Spark

After-the-rain.org / Flicka watercolor

10/3/21 Sunday

There is no longer a tiny ship waiting for me. No sails to mend, no rigging to tune, no bottom to clean. I’m more efficient at work, no longer distracted by fretting about wind and tides, planning the next adventure. Chart #18441 (which covers the southern Salish Sea) has long since been rolled up, collecting dust in a storage unit at the marina. The sound of the bow crashing through waves, the risk of going forward untethered to clear a fouled jib sheet, and the satisfaction of bringing a sailboat back safely to a slip singlehanded are all memories now, fading quickly with time.

To pile on, summer is long gone. Darkness comes early these days, and a quiet gray is creeping in, subtle but persistent. I still go walk the beach sometimes, but the sand is cold, and now I wear shoes. The soles of my feet are becoming soft, muscles are disappearing, and my palms are pasty. Frankly I’m getting fat. The new Monday through Friday work routine is really sealing the deal, and this is having the same dulling effect on the inside. Slowly but surely life is becoming comfortable. The rainy days of autumn are quiet, peaceful in a way, thoughtful, and soft. The only new excitement is my Swedish friend.
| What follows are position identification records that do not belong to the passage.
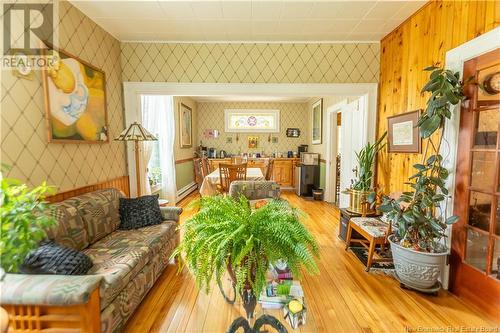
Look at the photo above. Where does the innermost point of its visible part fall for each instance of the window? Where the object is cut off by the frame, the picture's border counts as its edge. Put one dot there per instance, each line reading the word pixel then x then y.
pixel 154 169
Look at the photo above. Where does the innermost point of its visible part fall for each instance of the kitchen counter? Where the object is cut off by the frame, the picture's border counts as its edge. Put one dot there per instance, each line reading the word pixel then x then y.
pixel 283 168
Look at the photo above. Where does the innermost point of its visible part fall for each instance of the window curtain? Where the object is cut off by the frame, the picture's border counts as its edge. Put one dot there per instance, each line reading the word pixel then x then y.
pixel 158 118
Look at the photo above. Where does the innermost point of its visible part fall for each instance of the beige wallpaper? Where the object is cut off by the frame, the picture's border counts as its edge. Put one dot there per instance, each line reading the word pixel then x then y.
pixel 247 63
pixel 211 116
pixel 23 133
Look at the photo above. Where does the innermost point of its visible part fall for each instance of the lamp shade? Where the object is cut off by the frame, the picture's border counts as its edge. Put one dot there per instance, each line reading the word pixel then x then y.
pixel 135 132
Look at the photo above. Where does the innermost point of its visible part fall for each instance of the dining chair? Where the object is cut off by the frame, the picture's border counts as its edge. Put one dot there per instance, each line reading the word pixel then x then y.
pixel 230 173
pixel 270 169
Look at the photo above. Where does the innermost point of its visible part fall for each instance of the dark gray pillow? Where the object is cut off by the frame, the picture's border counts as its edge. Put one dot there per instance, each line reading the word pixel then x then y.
pixel 139 212
pixel 52 258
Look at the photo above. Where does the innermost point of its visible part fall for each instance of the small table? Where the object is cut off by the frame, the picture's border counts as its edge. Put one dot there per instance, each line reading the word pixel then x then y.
pixel 375 233
pixel 209 185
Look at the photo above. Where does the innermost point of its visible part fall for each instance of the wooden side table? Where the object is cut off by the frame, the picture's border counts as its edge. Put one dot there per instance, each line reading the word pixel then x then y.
pixel 374 232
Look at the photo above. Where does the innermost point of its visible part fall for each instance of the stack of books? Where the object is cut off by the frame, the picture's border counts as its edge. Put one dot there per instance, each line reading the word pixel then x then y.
pixel 280 292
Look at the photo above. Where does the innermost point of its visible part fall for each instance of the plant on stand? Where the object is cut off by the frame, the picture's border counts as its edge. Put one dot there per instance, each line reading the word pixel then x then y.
pixel 23 221
pixel 227 235
pixel 420 224
pixel 361 188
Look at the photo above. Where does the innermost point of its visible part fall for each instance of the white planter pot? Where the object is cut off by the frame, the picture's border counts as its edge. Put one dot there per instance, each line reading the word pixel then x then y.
pixel 419 270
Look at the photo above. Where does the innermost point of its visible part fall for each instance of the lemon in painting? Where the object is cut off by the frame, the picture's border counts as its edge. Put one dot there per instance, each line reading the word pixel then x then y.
pixel 61 130
pixel 295 306
pixel 63 78
pixel 87 127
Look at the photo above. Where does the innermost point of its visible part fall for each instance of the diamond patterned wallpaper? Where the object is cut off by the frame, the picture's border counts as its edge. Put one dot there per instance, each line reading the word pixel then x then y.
pixel 211 116
pixel 250 63
pixel 24 138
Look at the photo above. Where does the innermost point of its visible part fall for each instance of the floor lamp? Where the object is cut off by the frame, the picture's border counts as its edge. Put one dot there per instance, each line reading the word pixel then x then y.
pixel 135 132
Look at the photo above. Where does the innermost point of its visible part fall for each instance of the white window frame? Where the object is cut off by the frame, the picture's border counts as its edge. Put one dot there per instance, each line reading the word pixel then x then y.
pixel 274 113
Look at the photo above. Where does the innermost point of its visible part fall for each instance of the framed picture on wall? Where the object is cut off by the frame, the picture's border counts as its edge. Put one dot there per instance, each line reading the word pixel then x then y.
pixel 186 126
pixel 75 101
pixel 317 122
pixel 403 133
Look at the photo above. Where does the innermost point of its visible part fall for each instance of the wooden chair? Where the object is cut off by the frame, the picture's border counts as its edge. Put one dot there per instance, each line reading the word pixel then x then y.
pixel 270 169
pixel 374 231
pixel 230 173
pixel 236 160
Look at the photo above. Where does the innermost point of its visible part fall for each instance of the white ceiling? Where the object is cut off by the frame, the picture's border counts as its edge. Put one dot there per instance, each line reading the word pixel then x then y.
pixel 249 20
pixel 234 98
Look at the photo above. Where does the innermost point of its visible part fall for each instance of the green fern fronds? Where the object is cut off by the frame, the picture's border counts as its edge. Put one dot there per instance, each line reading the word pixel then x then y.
pixel 227 231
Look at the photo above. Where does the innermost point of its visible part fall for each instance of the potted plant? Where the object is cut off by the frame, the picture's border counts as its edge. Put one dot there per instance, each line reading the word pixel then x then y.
pixel 420 225
pixel 361 188
pixel 23 221
pixel 226 234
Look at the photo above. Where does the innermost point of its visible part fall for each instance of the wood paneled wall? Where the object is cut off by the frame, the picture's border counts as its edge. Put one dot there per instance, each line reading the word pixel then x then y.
pixel 121 183
pixel 422 40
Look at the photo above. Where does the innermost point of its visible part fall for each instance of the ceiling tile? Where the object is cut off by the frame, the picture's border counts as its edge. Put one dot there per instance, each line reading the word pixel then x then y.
pixel 341 9
pixel 237 10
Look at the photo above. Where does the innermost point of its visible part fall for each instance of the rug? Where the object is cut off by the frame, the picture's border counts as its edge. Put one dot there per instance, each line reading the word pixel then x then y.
pixel 362 254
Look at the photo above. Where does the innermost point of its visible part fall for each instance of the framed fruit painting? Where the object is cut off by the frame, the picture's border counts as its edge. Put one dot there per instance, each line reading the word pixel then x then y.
pixel 75 100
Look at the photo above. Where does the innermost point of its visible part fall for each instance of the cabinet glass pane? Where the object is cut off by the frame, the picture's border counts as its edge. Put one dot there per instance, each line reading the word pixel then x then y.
pixel 486 129
pixel 479 210
pixel 483 170
pixel 495 269
pixel 477 249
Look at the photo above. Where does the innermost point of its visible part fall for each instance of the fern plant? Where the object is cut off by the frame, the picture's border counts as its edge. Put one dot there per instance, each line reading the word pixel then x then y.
pixel 23 221
pixel 366 159
pixel 227 234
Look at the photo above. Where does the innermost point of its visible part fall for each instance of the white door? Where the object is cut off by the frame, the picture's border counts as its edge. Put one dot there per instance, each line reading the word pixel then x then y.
pixel 353 132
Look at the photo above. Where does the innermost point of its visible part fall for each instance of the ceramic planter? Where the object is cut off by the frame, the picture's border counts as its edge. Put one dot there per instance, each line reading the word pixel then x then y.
pixel 357 199
pixel 415 269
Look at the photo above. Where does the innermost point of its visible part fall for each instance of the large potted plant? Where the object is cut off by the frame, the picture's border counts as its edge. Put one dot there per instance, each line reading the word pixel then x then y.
pixel 420 224
pixel 23 221
pixel 228 235
pixel 361 188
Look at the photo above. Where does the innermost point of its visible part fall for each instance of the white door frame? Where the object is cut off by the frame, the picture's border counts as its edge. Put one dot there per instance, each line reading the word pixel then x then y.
pixel 369 90
pixel 455 59
pixel 331 149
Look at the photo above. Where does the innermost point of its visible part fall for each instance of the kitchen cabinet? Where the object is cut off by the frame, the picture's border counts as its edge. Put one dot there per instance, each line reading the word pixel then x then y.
pixel 284 171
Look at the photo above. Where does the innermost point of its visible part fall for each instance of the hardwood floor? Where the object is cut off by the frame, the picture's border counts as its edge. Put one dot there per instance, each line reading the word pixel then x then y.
pixel 342 298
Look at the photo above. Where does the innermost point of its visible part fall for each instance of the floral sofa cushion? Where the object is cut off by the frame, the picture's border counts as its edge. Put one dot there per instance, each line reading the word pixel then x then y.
pixel 120 256
pixel 70 230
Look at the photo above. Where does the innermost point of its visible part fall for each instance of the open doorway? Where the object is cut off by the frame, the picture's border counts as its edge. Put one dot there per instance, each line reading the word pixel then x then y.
pixel 349 128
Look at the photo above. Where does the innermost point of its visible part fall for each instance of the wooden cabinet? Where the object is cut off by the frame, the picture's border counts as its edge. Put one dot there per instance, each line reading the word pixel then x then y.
pixel 284 171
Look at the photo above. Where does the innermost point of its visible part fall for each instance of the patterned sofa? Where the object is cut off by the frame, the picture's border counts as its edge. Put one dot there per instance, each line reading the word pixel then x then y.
pixel 254 189
pixel 126 262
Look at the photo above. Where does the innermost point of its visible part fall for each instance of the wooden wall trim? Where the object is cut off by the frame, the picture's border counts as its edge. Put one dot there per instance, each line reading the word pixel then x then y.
pixel 121 183
pixel 184 160
pixel 420 41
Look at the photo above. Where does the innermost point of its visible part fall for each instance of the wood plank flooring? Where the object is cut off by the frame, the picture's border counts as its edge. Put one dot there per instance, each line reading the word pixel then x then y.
pixel 342 298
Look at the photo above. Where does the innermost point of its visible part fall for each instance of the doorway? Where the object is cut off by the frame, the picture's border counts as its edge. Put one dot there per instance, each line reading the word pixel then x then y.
pixel 349 128
pixel 475 246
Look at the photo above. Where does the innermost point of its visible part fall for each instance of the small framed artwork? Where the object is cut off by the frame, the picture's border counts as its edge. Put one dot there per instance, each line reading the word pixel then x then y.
pixel 403 133
pixel 186 126
pixel 253 142
pixel 75 101
pixel 317 122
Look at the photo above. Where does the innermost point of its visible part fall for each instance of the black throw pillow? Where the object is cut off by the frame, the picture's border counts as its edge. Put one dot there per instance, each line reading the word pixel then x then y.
pixel 139 212
pixel 52 258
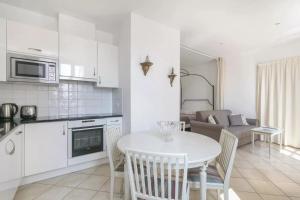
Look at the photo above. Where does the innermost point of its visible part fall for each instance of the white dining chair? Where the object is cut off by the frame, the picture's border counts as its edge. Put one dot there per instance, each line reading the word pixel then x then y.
pixel 116 158
pixel 218 175
pixel 177 126
pixel 157 176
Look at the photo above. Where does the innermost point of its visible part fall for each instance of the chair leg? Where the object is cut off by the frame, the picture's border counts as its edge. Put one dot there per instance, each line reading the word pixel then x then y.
pixel 226 193
pixel 112 184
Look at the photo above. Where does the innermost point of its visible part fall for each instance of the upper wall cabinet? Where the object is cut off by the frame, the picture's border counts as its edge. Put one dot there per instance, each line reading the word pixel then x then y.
pixel 23 38
pixel 108 65
pixel 78 58
pixel 2 49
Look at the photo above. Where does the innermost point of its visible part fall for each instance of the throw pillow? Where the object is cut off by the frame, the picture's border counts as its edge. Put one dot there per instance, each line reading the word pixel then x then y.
pixel 244 120
pixel 211 119
pixel 236 120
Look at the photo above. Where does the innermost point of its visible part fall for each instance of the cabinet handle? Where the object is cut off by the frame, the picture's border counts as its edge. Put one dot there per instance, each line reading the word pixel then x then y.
pixel 64 132
pixel 12 150
pixel 19 132
pixel 35 49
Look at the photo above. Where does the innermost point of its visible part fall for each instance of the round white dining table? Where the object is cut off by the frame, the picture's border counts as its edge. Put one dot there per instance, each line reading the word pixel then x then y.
pixel 200 149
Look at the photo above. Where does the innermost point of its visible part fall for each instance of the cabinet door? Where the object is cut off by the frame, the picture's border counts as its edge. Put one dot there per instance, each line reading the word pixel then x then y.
pixel 28 39
pixel 2 49
pixel 78 58
pixel 45 147
pixel 11 155
pixel 108 65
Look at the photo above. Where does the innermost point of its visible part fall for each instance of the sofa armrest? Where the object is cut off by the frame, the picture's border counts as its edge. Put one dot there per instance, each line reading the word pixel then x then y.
pixel 253 122
pixel 207 129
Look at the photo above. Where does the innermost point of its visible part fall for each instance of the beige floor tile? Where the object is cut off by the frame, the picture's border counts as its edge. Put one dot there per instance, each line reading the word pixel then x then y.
pixel 93 182
pixel 295 198
pixel 240 184
pixel 72 180
pixel 80 194
pixel 247 196
pixel 55 193
pixel 252 174
pixel 290 189
pixel 264 187
pixel 235 173
pixel 104 196
pixel 275 176
pixel 243 164
pixel 273 197
pixel 52 181
pixel 31 191
pixel 102 170
pixel 88 171
pixel 118 186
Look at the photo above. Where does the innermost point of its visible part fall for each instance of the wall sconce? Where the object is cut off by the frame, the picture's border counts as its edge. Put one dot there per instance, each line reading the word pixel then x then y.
pixel 146 65
pixel 172 76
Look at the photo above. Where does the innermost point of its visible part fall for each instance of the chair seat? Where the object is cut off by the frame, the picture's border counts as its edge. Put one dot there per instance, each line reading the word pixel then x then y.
pixel 213 176
pixel 120 166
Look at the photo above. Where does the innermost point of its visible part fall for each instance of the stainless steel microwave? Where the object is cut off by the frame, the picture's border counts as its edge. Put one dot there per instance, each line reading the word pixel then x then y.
pixel 25 68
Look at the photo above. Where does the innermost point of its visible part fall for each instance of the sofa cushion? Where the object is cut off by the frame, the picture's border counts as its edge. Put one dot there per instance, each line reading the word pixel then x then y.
pixel 241 131
pixel 236 120
pixel 202 116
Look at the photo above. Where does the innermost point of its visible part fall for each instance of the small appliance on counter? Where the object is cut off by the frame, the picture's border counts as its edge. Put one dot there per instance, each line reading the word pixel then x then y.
pixel 28 112
pixel 8 110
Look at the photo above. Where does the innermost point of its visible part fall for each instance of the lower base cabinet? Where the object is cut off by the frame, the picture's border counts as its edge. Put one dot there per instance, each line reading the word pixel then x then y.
pixel 45 147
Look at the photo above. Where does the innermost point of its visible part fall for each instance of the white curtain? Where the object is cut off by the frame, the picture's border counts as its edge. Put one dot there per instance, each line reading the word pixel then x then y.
pixel 220 86
pixel 278 97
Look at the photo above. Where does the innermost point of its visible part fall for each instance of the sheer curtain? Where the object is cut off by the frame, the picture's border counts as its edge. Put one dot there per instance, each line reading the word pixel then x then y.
pixel 278 97
pixel 220 85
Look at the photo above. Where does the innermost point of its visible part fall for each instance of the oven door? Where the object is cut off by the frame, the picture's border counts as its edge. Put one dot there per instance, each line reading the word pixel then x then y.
pixel 85 141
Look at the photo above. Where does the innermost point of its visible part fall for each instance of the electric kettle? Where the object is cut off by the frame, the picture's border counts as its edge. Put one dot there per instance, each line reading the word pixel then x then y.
pixel 8 110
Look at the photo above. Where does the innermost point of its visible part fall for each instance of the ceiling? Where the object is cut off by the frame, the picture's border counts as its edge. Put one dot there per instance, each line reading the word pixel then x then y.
pixel 216 27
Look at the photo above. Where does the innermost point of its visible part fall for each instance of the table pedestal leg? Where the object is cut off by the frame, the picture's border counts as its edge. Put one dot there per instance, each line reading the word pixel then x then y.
pixel 126 183
pixel 203 179
pixel 270 141
pixel 252 141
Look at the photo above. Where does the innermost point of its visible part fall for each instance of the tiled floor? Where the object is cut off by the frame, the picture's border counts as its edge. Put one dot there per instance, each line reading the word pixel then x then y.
pixel 255 177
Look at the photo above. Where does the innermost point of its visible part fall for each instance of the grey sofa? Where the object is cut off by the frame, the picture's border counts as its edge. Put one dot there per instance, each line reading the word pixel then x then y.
pixel 201 125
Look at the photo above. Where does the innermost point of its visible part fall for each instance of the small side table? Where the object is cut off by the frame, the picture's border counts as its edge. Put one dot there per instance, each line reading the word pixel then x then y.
pixel 268 132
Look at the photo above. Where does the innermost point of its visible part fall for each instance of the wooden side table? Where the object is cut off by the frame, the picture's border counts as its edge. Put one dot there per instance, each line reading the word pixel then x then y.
pixel 267 132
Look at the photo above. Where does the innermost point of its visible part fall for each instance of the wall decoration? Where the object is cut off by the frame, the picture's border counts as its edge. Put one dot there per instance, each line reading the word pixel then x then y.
pixel 172 77
pixel 146 65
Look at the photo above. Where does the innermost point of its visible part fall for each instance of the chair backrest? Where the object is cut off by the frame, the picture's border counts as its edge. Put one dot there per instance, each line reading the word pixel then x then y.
pixel 225 160
pixel 176 126
pixel 113 134
pixel 157 176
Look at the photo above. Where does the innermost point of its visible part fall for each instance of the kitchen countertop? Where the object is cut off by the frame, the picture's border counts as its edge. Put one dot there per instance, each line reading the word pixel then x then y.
pixel 6 126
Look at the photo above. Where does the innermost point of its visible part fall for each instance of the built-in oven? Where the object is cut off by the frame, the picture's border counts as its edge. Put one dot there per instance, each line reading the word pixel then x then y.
pixel 27 68
pixel 86 140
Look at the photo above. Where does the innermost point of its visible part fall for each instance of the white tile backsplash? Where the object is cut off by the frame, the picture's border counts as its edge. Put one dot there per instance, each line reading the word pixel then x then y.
pixel 67 98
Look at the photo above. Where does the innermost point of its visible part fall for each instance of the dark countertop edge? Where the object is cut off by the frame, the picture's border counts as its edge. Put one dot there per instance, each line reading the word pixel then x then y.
pixel 69 118
pixel 20 123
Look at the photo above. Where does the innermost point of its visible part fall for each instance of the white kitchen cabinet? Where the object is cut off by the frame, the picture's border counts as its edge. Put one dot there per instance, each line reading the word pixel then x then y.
pixel 11 156
pixel 108 65
pixel 23 38
pixel 45 147
pixel 2 49
pixel 78 58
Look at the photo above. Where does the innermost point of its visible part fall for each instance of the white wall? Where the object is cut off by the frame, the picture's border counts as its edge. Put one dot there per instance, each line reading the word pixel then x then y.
pixel 152 97
pixel 148 99
pixel 240 75
pixel 194 87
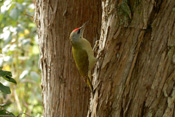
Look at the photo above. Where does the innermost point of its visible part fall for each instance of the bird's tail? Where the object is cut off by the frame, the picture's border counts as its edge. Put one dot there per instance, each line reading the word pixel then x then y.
pixel 90 84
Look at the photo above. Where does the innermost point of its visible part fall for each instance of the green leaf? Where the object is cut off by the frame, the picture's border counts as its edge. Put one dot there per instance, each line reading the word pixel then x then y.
pixel 7 76
pixel 14 13
pixel 5 112
pixel 4 89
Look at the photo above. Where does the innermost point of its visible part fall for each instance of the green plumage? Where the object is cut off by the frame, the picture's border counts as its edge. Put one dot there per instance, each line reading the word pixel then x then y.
pixel 83 54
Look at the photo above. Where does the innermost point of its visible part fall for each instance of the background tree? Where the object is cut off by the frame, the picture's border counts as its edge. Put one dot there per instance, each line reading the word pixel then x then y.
pixel 135 72
pixel 19 54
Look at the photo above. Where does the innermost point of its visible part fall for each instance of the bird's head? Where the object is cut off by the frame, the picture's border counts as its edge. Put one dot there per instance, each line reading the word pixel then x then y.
pixel 77 33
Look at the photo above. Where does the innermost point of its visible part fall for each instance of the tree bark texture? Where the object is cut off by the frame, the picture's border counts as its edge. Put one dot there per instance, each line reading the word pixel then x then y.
pixel 65 94
pixel 135 73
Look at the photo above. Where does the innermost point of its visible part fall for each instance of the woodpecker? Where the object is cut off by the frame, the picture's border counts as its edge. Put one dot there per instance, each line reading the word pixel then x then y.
pixel 83 54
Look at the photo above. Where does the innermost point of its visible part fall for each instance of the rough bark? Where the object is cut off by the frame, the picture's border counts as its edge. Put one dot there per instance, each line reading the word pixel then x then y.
pixel 135 73
pixel 65 94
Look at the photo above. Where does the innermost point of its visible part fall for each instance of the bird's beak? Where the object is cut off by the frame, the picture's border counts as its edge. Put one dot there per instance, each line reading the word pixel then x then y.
pixel 83 27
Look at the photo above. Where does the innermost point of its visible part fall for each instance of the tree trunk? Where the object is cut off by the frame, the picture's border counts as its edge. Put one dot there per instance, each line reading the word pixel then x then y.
pixel 65 94
pixel 135 72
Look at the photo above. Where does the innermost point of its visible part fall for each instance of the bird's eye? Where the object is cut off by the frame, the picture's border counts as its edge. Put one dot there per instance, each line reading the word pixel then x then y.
pixel 78 31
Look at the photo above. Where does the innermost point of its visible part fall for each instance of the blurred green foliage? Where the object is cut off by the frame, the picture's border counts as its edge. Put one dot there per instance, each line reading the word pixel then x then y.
pixel 19 54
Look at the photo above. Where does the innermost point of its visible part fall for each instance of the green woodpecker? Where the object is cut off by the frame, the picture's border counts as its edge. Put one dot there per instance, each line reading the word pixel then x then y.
pixel 82 54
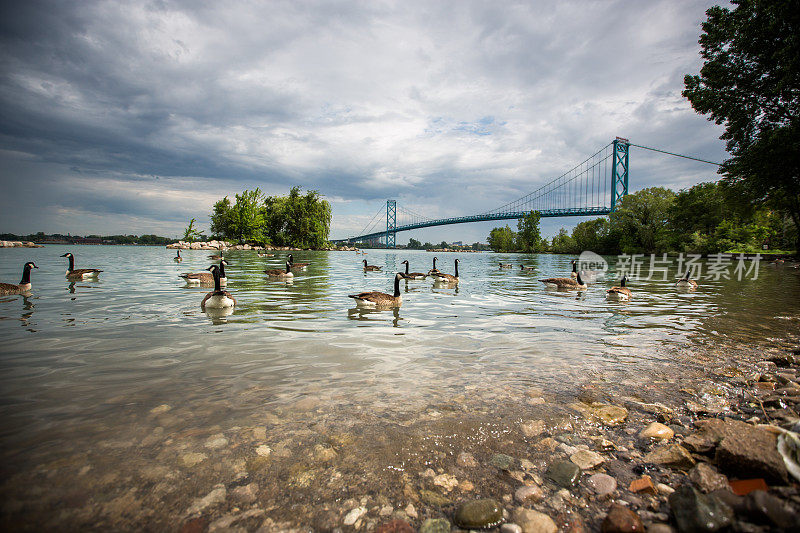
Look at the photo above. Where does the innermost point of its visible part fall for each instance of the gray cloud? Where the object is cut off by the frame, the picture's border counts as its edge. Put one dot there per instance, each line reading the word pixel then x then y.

It’s late at night, and the rain pitter patters on the window. My energy is spent. I lie on my stomach, legs loosely tangled in a sheet, staring at the flickering candle by the bedside. Her fingertips softly trace my body, like warm little raindrops down my back. Without a word she hands me something. It’s a birthday card, a card and a chocolate bar actually. The chocolate makes me smile, but the card is a stunner. It’s a tiny watercolor of a little yellow Flicka, with tanbark sails no less. As usual she’s really not aware of how much these little gestures mean. I say thank you (a lot), blow out the candle, and lie wide awake drifting on a sea of memories as she quietly drifts off to sleep.

Author: Rainey

after-the-rain.org What started out as chicken scratch notes on the back pages of my boat’s logbook has now grown into a blog. These words and images help me cope with a loved one struggling with mental illness, and they help guide me through divorce, and the process of moving on. Thanks for reading along as I learn about life the hard way, do the best I can for my son in my new role as a single dad, and find weird similarities between restoring an old blue water sailboat and putting the pieces of my own life back together. Come check out my story and feel free to say hi!

13 thoughts on “Spark”

  1. It’s a common theme in much of my writing in here, that life is mostly lived in avoidance of three emotions: fear, loneliness, and boredom. Ironically, however, moving away from one always seems to bring another into proximity, so that finding balance is an always somewhat *uncomfortable* task.

    Liked by 1 person

    1. I’ve been thinking about your comment, and will try to clarify my problem with comfort, at least in the context of this post.
      For myself, there is a fine line between physical comfort and indulgence. This can lead to a dull body, which quietly slips into spiritual complacency. A couch, a tv, multiple kinds of insurance, and a steady job may sound great, but they slowly take their toll, slowly separate me from the real world, a world of intense beauty, intense pain, mind blowing love, and deep despair. Comfort becomes a silent prison to a soul that feeds on raw life. It masks problems, and can cause fear of the worst kind, fear of living.
      I don’t pretend to know what it’s like to walk in anyone else’s shoes, but I know what it’s like to walk in mine.

      Liked by 3 people

  2. A belated happy birthday Rainey. I get what you are saying. We are all dying a little with each day that goes by but it is true that when we become comfortable, complacent and our curiosity and determination to maximise each day, to challenge ourselves subsides, we begin to die inside even though we are still alive. Perhaps a good compromise is to know that there is a season for everything; that all seasons in life are necessary and give meaning to each other.